One of the core questions I have to deal with (both intellectually and as a professional) is whether corporate disinformation is ethical or permissible at any time. Despite Japanese maxims that business is the moral equivalent of war, there are some things that might be acceptable on the battlefield that are less tolerable in the marketplace. In a day of the internet and corporate transparency, I have yet to frame an ethical case for a company to deliberately misinform its publics.

So I was interested in how Agenda Beijing dealt with the issue in its interview with corporate espionage specialist Bruce Wimmer.

[Agenda Beijing:] Would you recommend companies to employ offensive tactics as well?

[Bruce Wimmer:] Yes.  Companies need to be able to detect and neutralize the attacks.  In boxing or martial arts that would mean not just deflecting the attack but countering with attacks that might neutralize the threat.  This could involve passing disinformation, legal actions and working with various government and law enforcement agencies.

I can see Wimmer’s point, and he is not alone in believing that there might be circumstances where passing deliberately incorrect information is acceptable. He wants to use it as a way to catch a thief, and I think it would be an excellent method to throw off competitors.
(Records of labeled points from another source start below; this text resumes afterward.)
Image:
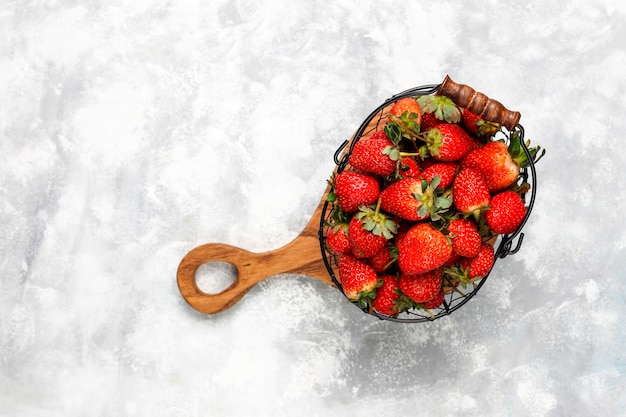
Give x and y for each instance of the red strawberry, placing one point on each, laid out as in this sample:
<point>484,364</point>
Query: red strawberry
<point>495,163</point>
<point>386,296</point>
<point>403,199</point>
<point>353,189</point>
<point>436,301</point>
<point>423,287</point>
<point>423,249</point>
<point>470,193</point>
<point>408,167</point>
<point>506,213</point>
<point>405,117</point>
<point>373,156</point>
<point>466,240</point>
<point>480,265</point>
<point>445,170</point>
<point>368,231</point>
<point>337,239</point>
<point>448,142</point>
<point>382,260</point>
<point>478,126</point>
<point>414,199</point>
<point>358,279</point>
<point>379,134</point>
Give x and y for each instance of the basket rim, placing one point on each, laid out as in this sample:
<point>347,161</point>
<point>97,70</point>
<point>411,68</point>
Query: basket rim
<point>504,242</point>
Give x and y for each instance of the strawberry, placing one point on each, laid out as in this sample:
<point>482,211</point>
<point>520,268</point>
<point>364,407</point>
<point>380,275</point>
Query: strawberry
<point>479,266</point>
<point>382,260</point>
<point>495,163</point>
<point>337,239</point>
<point>373,156</point>
<point>379,134</point>
<point>478,126</point>
<point>441,107</point>
<point>423,287</point>
<point>387,296</point>
<point>436,301</point>
<point>358,279</point>
<point>407,106</point>
<point>407,167</point>
<point>368,231</point>
<point>429,120</point>
<point>353,189</point>
<point>405,117</point>
<point>466,240</point>
<point>470,193</point>
<point>448,142</point>
<point>506,213</point>
<point>423,249</point>
<point>414,199</point>
<point>445,170</point>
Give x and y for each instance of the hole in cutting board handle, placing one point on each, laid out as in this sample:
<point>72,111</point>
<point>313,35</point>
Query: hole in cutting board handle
<point>215,276</point>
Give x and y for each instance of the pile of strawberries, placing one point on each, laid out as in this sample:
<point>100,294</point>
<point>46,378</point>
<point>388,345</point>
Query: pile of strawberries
<point>418,206</point>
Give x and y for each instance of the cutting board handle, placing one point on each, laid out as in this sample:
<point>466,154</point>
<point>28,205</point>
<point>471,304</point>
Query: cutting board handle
<point>301,256</point>
<point>478,103</point>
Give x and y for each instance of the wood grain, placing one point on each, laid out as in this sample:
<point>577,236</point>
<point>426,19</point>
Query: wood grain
<point>301,256</point>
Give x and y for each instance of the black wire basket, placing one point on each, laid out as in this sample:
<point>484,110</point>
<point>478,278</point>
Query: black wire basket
<point>504,245</point>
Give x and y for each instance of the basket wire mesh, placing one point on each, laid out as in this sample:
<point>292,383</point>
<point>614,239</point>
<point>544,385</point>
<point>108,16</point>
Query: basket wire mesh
<point>455,295</point>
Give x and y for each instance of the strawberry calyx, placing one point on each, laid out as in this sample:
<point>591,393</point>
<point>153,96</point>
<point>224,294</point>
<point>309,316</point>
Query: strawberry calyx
<point>376,222</point>
<point>408,124</point>
<point>517,152</point>
<point>364,298</point>
<point>434,200</point>
<point>459,274</point>
<point>443,107</point>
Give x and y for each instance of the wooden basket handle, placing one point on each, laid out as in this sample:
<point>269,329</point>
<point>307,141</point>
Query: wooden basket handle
<point>478,103</point>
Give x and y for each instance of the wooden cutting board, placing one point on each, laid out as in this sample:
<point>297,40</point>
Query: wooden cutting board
<point>303,256</point>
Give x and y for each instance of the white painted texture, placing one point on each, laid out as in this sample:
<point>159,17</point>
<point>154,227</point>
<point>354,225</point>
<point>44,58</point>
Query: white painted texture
<point>131,132</point>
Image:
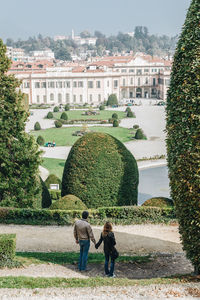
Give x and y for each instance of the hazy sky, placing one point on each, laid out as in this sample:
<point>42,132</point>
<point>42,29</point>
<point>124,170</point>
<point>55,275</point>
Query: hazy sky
<point>24,18</point>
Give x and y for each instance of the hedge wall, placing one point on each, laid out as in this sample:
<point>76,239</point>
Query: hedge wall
<point>7,246</point>
<point>101,172</point>
<point>183,133</point>
<point>117,215</point>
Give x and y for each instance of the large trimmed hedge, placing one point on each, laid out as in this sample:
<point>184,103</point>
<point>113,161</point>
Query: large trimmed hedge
<point>183,133</point>
<point>117,215</point>
<point>101,172</point>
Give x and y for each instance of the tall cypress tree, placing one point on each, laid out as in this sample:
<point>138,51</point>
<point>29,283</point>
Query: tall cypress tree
<point>183,133</point>
<point>19,155</point>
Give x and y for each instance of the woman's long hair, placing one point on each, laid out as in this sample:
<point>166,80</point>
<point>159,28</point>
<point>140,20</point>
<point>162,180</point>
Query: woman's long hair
<point>107,228</point>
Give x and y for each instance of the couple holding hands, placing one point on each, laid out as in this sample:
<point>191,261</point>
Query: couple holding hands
<point>83,234</point>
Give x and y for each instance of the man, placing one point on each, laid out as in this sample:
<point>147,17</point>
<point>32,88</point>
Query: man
<point>83,234</point>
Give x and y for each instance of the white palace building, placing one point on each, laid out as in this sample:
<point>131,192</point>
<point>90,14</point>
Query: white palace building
<point>129,77</point>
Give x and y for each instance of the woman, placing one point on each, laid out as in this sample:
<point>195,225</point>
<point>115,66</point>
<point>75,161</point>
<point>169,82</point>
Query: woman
<point>108,238</point>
But I am not sure if Wimmer has run into the problem I have discovered, which is that once information is passed, it cannot be contained. Even if you were surgical in delivery, ensuring that your intended audiences and nobody else received the initial transmission of that information, that audience would almost certainly pass the information onward. If the disinfo was credible enough to be believed by hackers or your competition, everyone would believe it. The competitor or hacker could pass it onto a credible third party source, who himself could say he got it from a credible source, then everyone would believe it was true. Some examples, neutered to protect the parties in question:

  • Using a proxy, one Chinese dairy allegedly passed on disinformation that the products of a competitor dairy were causing toddlers to grow breasts. The target audience, consumers, reacted perfectly, and the competitor’s sales took a hit. Unfortunately, that information also found its way to authorities, whom upon investigating discovered that the disinformation was false, and the credibility and business of the originating company took a hit;
  • A market leader in a high-tech gets wind that a competitor is planning on introducing a product using an innovative technology. The market leader passes word to that competitor that, in fact, the market leader already has such a product, and is about to launch it. The competitor stops development, but then announces it is doing so because it understands the market leader is planning such a move. The originating company is then left in a quandary: deny the move, and look like a market follower (the impression it had sought to avoid), or confirm it is pursuing the product despite its earlier decision to ignore the technology. (I can count at least three instances of this occurring, and one company that crashed and burned as a result);
  • Motivated by worrying scientific data, Congress is considering legislation that would affect the future of an industry. The industry pays for the development of studies that impugn the original data and the scientists who gathered it, then pass that information to Congressional staffs. The disinformation leaks and is publicly discredited, effectively discrediting the industry and any legitimate case it seeks to make against the legislation.

The lesson is simple and should not be forgotten: disinformation cannot be confined to a single target audience. Every time a company sets out to deceive (however pure the motive), that information will get out. No company or industry can withstand the hit to its credibility and public trust that such a campaign engenders. We are nearing the day when a nation cannot, either.